August 22,
2013
By PAUL
KRUGMAN
The New
York Times
So, another
BRIC hits the wall. Actually, I’ve never much liked the whole “BRIC” — Brazil , Russia ,
India , and China — concept: Russia , which is basically a
petro-economy, doesn’t belong there at all, and there are large differences
among the other three. Still, it’s hard to deny that India ,
Brazil ,
and a number of other countries are now experiencing similar problems. And
those shared problems define the economic crisis du jour.
What’s going
on? It’s a variant on the same old story: investors loved these economies not
wisely but too well, and have now turned on the objects of their former
affection. A couple years back, Western investors — discouraged by low returns
both in the United States
and in the noncrisis nations of Europe — began
pouring large sums into emerging markets. Now they’ve reversed course. As a
result, India ’s rupee and Brazil ’s real are plunging, along with Indonesia ’s
rupiah, the South African rand, the Turkish lira, and more.
Does this
reversal of fortune pose a major threat to the world economy? I don’t think so
(he said with his fingers crossed behind his back).
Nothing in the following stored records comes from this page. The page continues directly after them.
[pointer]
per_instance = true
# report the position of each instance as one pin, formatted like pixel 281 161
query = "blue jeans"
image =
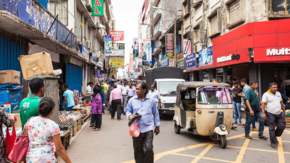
pixel 254 118
pixel 69 108
pixel 249 121
pixel 237 109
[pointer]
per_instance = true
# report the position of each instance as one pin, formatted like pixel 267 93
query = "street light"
pixel 158 8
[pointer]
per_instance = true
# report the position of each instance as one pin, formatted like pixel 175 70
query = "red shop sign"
pixel 117 35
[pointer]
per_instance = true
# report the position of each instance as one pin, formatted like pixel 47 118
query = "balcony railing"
pixel 33 13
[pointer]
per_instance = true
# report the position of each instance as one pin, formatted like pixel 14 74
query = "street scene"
pixel 145 81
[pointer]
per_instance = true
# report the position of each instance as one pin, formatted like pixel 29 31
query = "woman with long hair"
pixel 96 108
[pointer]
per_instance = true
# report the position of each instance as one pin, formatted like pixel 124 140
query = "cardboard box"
pixel 36 64
pixel 11 108
pixel 10 77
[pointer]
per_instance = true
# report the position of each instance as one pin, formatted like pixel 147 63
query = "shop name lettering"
pixel 228 58
pixel 273 52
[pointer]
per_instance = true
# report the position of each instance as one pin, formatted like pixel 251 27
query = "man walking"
pixel 145 106
pixel 155 95
pixel 272 104
pixel 252 108
pixel 124 89
pixel 69 98
pixel 29 106
pixel 116 100
pixel 131 91
pixel 237 102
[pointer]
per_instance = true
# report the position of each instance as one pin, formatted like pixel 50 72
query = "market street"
pixel 113 144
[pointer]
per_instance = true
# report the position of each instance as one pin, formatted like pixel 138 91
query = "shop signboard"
pixel 205 57
pixel 108 44
pixel 186 47
pixel 98 7
pixel 147 49
pixel 169 47
pixel 135 46
pixel 117 62
pixel 164 62
pixel 117 35
pixel 85 52
pixel 94 58
pixel 75 61
pixel 191 61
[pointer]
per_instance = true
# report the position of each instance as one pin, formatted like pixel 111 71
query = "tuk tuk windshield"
pixel 214 96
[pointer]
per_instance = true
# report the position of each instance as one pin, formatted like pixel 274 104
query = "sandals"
pixel 263 137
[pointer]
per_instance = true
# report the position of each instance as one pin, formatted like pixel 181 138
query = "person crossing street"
pixel 272 104
pixel 145 106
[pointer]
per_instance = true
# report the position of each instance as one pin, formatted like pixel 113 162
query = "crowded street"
pixel 144 81
pixel 114 144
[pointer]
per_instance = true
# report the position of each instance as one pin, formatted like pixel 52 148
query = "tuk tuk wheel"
pixel 176 128
pixel 222 141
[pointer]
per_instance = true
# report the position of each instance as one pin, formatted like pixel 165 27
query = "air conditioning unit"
pixel 89 45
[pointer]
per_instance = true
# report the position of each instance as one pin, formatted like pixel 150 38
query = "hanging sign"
pixel 169 47
pixel 98 7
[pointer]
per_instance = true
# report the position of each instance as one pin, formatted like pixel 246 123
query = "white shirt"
pixel 272 102
pixel 155 94
pixel 124 90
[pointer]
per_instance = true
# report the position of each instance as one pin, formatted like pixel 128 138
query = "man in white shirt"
pixel 272 104
pixel 154 94
pixel 89 91
pixel 124 89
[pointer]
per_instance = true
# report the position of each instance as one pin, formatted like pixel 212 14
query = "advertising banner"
pixel 108 44
pixel 205 57
pixel 147 50
pixel 117 35
pixel 169 47
pixel 186 47
pixel 117 62
pixel 135 46
pixel 98 7
pixel 191 61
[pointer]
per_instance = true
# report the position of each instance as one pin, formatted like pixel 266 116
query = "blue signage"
pixel 164 62
pixel 205 57
pixel 191 61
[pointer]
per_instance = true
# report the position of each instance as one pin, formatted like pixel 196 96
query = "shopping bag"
pixel 20 148
pixel 134 130
pixel 9 141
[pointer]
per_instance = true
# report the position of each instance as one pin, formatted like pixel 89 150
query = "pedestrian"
pixel 106 86
pixel 29 106
pixel 272 104
pixel 44 135
pixel 69 98
pixel 131 91
pixel 116 100
pixel 145 106
pixel 153 93
pixel 124 88
pixel 89 92
pixel 237 94
pixel 8 121
pixel 96 108
pixel 119 86
pixel 252 108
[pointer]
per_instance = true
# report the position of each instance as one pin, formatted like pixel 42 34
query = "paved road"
pixel 114 145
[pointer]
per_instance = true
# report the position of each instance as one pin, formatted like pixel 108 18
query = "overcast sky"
pixel 126 15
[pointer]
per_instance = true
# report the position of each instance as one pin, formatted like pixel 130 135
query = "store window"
pixel 59 7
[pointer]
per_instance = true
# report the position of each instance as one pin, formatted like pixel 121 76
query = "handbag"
pixel 20 148
pixel 9 141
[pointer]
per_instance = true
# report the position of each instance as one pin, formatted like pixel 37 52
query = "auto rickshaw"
pixel 204 108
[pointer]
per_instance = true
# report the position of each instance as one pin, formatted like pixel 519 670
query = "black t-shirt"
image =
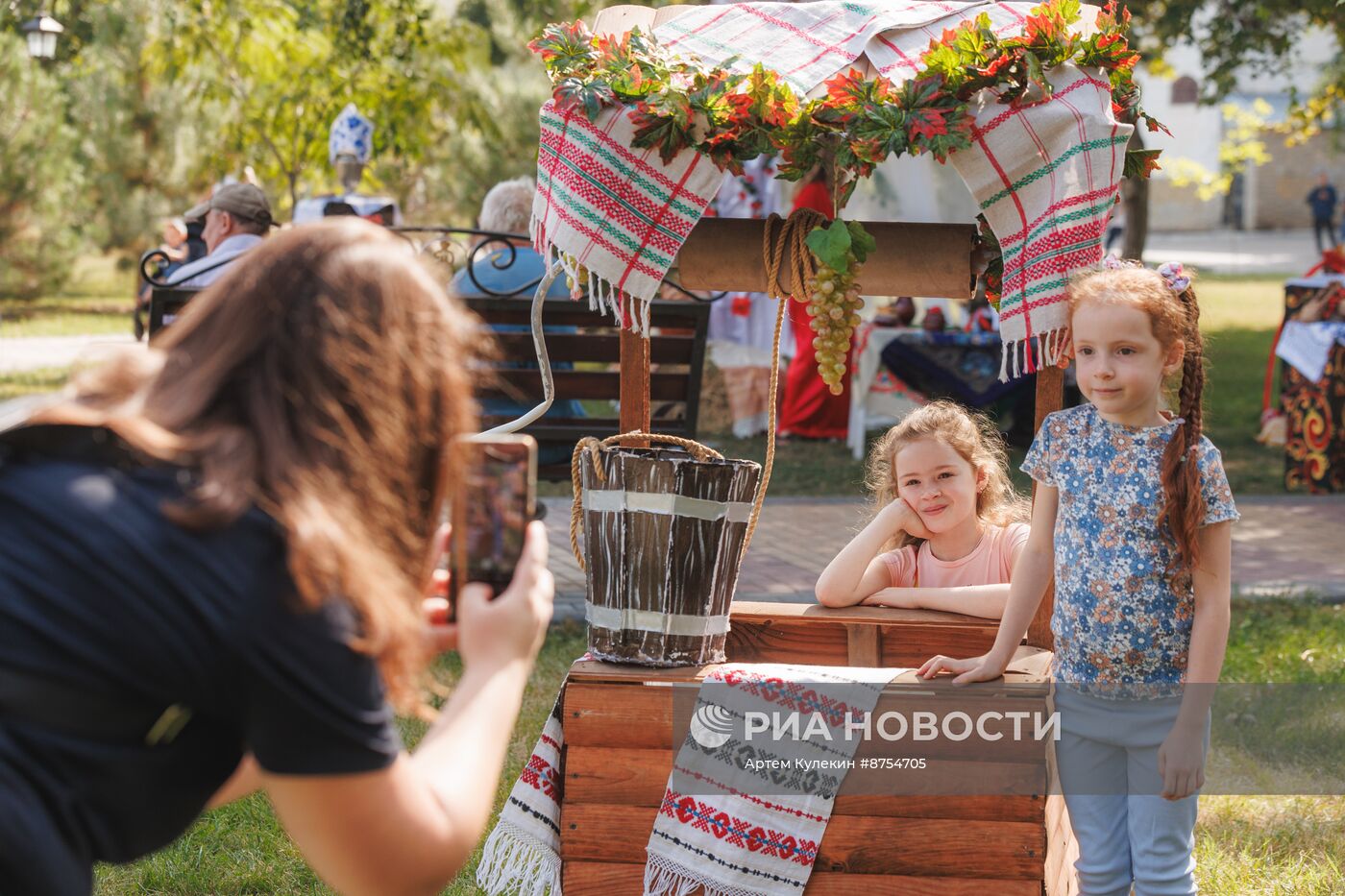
pixel 98 590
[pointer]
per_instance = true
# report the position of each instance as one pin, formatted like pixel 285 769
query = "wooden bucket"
pixel 663 536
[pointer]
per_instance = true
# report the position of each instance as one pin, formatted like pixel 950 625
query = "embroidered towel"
pixel 804 42
pixel 616 211
pixel 1045 177
pixel 522 855
pixel 739 829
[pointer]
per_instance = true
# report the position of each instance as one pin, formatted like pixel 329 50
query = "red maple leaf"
pixel 844 89
pixel 927 123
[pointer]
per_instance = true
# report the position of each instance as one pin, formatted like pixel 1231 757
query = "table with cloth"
pixel 1045 177
pixel 1311 348
pixel 639 784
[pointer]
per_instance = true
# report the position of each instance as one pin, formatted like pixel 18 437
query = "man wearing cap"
pixel 237 218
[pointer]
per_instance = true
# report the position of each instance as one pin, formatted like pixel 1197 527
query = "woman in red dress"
pixel 809 409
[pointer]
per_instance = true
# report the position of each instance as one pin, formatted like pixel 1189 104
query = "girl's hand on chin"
pixel 896 597
pixel 911 521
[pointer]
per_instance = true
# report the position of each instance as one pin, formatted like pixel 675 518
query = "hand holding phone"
pixel 491 512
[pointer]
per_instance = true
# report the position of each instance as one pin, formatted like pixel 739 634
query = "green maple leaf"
pixel 1140 163
pixel 592 97
pixel 663 121
pixel 565 47
pixel 831 244
pixel 861 241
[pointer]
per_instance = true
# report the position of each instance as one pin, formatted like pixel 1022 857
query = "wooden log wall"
pixel 618 758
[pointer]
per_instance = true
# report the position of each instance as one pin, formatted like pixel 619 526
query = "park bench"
pixel 591 345
pixel 165 303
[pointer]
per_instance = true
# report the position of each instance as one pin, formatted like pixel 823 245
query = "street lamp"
pixel 42 36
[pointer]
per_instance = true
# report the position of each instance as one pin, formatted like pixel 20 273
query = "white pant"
pixel 1107 757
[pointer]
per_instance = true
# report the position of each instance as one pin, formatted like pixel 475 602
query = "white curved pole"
pixel 542 359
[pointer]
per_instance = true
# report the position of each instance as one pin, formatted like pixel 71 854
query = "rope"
pixel 793 235
pixel 780 237
pixel 594 447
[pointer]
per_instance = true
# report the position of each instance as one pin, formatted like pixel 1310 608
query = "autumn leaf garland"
pixel 735 116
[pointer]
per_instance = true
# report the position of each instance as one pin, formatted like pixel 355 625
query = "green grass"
pixel 29 382
pixel 1239 319
pixel 96 302
pixel 1244 844
pixel 64 316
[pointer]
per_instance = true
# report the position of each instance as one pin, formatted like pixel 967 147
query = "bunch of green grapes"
pixel 577 281
pixel 834 305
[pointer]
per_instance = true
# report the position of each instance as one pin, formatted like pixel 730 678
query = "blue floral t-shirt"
pixel 1118 619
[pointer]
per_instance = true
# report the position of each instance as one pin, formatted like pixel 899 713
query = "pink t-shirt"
pixel 990 563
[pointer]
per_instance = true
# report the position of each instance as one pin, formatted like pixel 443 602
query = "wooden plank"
pixel 594 348
pixel 911 258
pixel 619 19
pixel 636 386
pixel 1031 665
pixel 857 845
pixel 1051 396
pixel 900 644
pixel 639 777
pixel 663 314
pixel 641 717
pixel 763 611
pixel 611 879
pixel 596 385
pixel 863 644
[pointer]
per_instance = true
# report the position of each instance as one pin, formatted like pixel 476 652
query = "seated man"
pixel 237 218
pixel 506 208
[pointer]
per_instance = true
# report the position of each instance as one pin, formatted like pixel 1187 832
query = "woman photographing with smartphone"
pixel 212 576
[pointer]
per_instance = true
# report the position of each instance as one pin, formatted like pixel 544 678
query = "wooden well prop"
pixel 618 717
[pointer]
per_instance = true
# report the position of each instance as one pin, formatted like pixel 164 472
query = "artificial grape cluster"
pixel 834 305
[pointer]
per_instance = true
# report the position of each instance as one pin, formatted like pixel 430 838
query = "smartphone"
pixel 491 510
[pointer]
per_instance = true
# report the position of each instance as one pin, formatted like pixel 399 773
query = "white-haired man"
pixel 237 217
pixel 506 210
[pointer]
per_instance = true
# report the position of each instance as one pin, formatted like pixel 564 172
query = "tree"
pixel 39 178
pixel 272 74
pixel 1235 36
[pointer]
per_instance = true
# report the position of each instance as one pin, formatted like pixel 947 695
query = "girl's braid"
pixel 1184 507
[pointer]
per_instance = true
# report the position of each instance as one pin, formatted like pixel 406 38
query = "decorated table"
pixel 1311 348
pixel 1033 105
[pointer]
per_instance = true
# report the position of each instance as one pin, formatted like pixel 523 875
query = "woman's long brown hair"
pixel 320 379
pixel 1173 316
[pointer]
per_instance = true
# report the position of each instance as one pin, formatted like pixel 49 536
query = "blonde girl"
pixel 948 526
pixel 1133 519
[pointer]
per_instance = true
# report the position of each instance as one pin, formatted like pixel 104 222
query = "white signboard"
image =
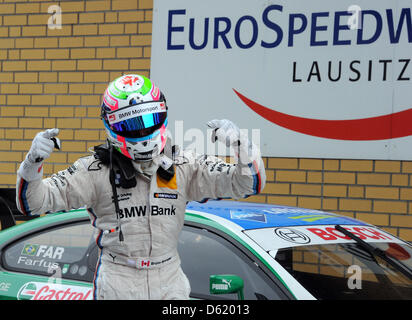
pixel 317 78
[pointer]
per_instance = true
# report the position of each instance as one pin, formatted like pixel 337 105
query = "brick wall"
pixel 55 78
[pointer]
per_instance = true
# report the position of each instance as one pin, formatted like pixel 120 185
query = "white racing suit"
pixel 146 265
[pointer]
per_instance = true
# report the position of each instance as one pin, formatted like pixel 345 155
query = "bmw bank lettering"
pixel 318 78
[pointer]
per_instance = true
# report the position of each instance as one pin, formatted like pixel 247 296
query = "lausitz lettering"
pixel 140 211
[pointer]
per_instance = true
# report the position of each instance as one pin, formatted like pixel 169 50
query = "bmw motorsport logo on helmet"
pixel 134 113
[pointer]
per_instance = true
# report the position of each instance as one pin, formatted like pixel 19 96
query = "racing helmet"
pixel 134 114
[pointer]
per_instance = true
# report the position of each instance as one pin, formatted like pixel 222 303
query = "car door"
pixel 55 262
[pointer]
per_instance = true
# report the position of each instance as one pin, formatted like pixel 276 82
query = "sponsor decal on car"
pixel 250 216
pixel 284 237
pixel 43 251
pixel 51 291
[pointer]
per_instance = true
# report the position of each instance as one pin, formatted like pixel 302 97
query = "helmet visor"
pixel 137 121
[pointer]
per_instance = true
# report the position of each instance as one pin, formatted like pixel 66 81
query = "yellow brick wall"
pixel 55 78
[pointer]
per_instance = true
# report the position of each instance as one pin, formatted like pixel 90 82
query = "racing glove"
pixel 227 132
pixel 41 148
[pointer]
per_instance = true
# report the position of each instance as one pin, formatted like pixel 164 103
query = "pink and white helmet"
pixel 134 113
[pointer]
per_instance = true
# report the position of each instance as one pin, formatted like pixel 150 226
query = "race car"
pixel 229 250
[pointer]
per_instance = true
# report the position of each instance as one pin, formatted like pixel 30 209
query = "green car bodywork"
pixel 13 285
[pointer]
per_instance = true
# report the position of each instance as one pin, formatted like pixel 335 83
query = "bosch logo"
pixel 292 235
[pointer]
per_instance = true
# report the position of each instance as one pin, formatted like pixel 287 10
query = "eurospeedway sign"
pixel 329 79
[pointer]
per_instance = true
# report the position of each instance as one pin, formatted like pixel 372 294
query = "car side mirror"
pixel 226 283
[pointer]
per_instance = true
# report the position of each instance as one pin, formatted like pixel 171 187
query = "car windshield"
pixel 347 271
It’s true that investor
loss of confidence and the resulting currency plunges caused severe economic
crises in much of Asia back in 1997-98. But
the crucial point back then was that, in the crisis countries, many businesses
had large debts in dollars, so that falling currencies effectively caused their
debts to soar, creating widespread financial distress. That problem isn’t
completely absent this time around, but it looks much less serious.
In fact,
count me among those who believe that the biggest threat right now is that
policy in emerging markets will overreact — that their central banks will raise
interest rates sharply in an attempt to prop up their currencies, which isn’t
what they or the rest of the world need right now.
Still, even
if the news from India and elsewhere isn’t apocalyptic, it’s not the kind of
thing you want to hear when the world’s wealthier economies, while doing a bit
better than they were a few months ago, are still deeply depressed and
struggling to recover. And this latest financial turmoil raises a broader
question: Why have we been having so many bubbles?
For it’s
now clear that the flood of money into emerging markets — which briefly drove Brazil ’s
currency up by almost 40 percent, a rise that has now been completely reversed
— was yet another in the long list of financial bubbles over the past
generation. There was the housing bubble, of course. But before that there was
the dot-com bubble; before that the Asian bubble of the mid-1990s; before that
the commercial real estate bubble of the 1980s. That last bubble, by the way,
imposed a huge cost on taxpayers, who had to bail out failed savings-and-loan
institutions.
The thing
is, it wasn’t always thus. The ’50s, the ’60s, even the troubled ’70s, weren’t
nearly as bubble-prone. So what changed?
One popular
answer involves blaming the Federal Reserve — the loose-money policies of Ben
Bernanke and, before him, Alan Greenspan. And it’s certainly true that for the
past few years the Fed has tried hard to push down interest rates, both through
conventional policies and through unconventional measures like buying long-term
bonds. The resulting low rates certainly helped send investors looking for
other places to put their money, including emerging markets.
But the Fed
was only doing its job. It’s supposed to push interest rates down when the
economy is depressed and inflation is low. And what about the series of earlier
bubbles, which, at this point, reach back a generation?
I know that
there are some people who believe that the Fed has been keeping interest rates
too low, and printing too much money, all along. But interest rates in the ’80s
and ’90s were actually high by historical standards, and even during the
housing bubble they were within historical norms. Besides, isn’t the sign of
excessive money printing supposed to be rising inflation? We’ve had a whole
generation of successive bubbles — and inflation is lower than it was at the
beginning.
O.K., the
other obvious culprit is financial deregulation — not just in the United States
but around the world, and including the removal of most controls on the
international movement of capital. Banks gone wild were at the heart of the
commercial real estate bubble of the 1980s and the housing bubble that burst in
2007. Cross-border flows of hot money were at the heart of the Asian crisis of
1997-98 and the crisis now erupting in emerging markets — and were central to
the ongoing crisis in Europe, too.
In short,
the main lesson of this age of bubbles — a lesson that India, Brazil, and
others are learning once again — is that when the financial industry is set
loose to do its thing, it lurches from crisis to crisis.